Comments on @angeldan’s Flickr post reacting to the NYTimes article on Flickr Commons photos being used to train facial recognition software and the initial reaction of how dare they use our photos for this?
FWIW, it was Yahoo that did this, and they no longer own Flickr.
Also, if they only used photos that were licensed for creative commons or commercial use…well, that’s what those licenses are for, right? Pre-emptively giving others permission to use the work under specific terms without them having to ask?
A. The thing is, you have to make an effort to choose a Creative Commons license for your photos. And the licenses are short, and go out of their way to explain what they do. It’s not the default, and it’s not 40 pages of legalese that you’re required to click through just to use the service. Now, if Yahoo used photos that *weren’t* licensed to allow reuse, then that’s another story.
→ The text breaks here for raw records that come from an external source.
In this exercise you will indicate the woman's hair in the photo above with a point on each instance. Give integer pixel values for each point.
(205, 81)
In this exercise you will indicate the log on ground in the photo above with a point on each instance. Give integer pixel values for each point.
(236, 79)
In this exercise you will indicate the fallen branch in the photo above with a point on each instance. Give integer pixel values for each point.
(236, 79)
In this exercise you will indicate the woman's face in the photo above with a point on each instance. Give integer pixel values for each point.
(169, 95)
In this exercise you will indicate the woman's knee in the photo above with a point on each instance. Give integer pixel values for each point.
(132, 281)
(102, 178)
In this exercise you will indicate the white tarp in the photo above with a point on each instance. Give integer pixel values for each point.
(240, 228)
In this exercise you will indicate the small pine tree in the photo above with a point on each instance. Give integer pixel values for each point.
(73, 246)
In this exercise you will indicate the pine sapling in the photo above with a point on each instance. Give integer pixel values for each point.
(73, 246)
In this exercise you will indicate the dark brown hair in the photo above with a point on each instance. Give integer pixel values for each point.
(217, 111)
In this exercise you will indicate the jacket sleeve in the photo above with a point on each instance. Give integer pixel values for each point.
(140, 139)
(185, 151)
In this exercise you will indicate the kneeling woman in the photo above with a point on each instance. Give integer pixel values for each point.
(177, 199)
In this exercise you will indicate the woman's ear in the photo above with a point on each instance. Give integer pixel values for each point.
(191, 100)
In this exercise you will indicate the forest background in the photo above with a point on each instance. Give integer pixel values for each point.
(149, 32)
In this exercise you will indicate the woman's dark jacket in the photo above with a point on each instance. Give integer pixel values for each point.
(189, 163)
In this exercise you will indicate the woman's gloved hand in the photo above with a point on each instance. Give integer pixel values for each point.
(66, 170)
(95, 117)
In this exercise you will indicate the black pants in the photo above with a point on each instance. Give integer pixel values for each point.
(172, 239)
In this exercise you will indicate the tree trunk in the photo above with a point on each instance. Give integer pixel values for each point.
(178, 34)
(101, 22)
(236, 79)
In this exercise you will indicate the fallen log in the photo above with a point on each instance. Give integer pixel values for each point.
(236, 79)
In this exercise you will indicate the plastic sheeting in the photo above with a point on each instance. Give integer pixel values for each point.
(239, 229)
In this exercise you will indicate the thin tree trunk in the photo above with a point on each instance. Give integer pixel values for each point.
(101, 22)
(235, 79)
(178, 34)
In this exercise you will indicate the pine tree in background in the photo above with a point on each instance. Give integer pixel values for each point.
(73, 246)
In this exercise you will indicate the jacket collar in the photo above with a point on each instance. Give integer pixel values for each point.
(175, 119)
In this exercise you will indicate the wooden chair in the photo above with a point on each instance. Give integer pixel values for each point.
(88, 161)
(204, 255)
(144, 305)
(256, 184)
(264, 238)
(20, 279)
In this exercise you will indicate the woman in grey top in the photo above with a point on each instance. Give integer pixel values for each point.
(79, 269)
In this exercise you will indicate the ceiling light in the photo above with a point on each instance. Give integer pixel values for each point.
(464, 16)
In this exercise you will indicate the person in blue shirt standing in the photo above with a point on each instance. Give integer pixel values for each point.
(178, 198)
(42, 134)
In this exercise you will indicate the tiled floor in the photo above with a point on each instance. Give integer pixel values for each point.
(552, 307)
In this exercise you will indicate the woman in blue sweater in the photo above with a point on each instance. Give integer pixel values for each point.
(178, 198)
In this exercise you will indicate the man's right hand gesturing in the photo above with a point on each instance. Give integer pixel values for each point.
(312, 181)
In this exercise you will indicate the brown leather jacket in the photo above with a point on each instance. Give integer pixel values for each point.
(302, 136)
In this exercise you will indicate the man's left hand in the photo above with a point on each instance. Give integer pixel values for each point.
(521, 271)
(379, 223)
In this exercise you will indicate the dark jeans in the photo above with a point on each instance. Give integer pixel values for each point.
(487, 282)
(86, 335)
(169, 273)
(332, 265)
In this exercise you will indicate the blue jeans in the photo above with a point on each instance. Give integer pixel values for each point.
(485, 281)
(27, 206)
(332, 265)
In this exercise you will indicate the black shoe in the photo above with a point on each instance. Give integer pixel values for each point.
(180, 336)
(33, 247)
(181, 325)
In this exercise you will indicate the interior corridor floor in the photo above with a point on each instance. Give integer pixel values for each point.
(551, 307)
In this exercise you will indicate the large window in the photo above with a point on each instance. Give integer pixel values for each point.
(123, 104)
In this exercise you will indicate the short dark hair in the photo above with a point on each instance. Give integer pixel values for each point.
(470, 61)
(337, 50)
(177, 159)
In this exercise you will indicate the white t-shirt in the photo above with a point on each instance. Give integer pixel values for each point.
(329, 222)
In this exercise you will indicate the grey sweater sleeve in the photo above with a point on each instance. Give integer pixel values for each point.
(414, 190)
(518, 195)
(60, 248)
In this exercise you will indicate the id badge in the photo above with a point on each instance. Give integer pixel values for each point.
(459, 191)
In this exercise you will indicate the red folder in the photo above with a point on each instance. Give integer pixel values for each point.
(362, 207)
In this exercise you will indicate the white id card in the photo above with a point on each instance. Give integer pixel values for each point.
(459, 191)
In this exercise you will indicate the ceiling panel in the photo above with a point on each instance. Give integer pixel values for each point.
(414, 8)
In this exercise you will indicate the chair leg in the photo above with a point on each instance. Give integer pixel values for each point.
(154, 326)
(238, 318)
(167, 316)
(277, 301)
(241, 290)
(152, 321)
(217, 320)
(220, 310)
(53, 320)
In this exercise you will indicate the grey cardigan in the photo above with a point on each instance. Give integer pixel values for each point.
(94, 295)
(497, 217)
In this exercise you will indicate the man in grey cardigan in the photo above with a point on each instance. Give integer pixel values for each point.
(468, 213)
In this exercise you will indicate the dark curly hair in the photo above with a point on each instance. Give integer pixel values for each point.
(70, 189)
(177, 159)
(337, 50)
More concerning, IMO, is whether the *subjects* of the photos would have agreed to this use. Not an issue with identifying trees, birds, cars, etc. – the original Flickr Commons collection wasn’t specific to people – but definitely an issue with the face recognition projects, and that’s where things like the Illinois biometrics law come in.
B. Yeah, the uses that the tech has been put to are in many cases creepy, unethical, and dangerous. That’s always a problem with tech. We often don’t anticipate the ways people will abuse it, and that’s something that we need to do more of. That’s a *huge* discussion in the tech world right now, and one that needs to be examined more closely, from as many angles as possible.
But is this *Flickr’s* breach of trust?
1. It was Flickr’s former parent company that made the original collection, using images that users had specifically assigned creative commons licenses.
2. It was a team at the University of Washington that narrowed it down to the images of faces, created the MegaFace dataset, and encouraged groups building facial recognition technology to use it for training and testing.
3. It’s still other companies that have been actually using the tech.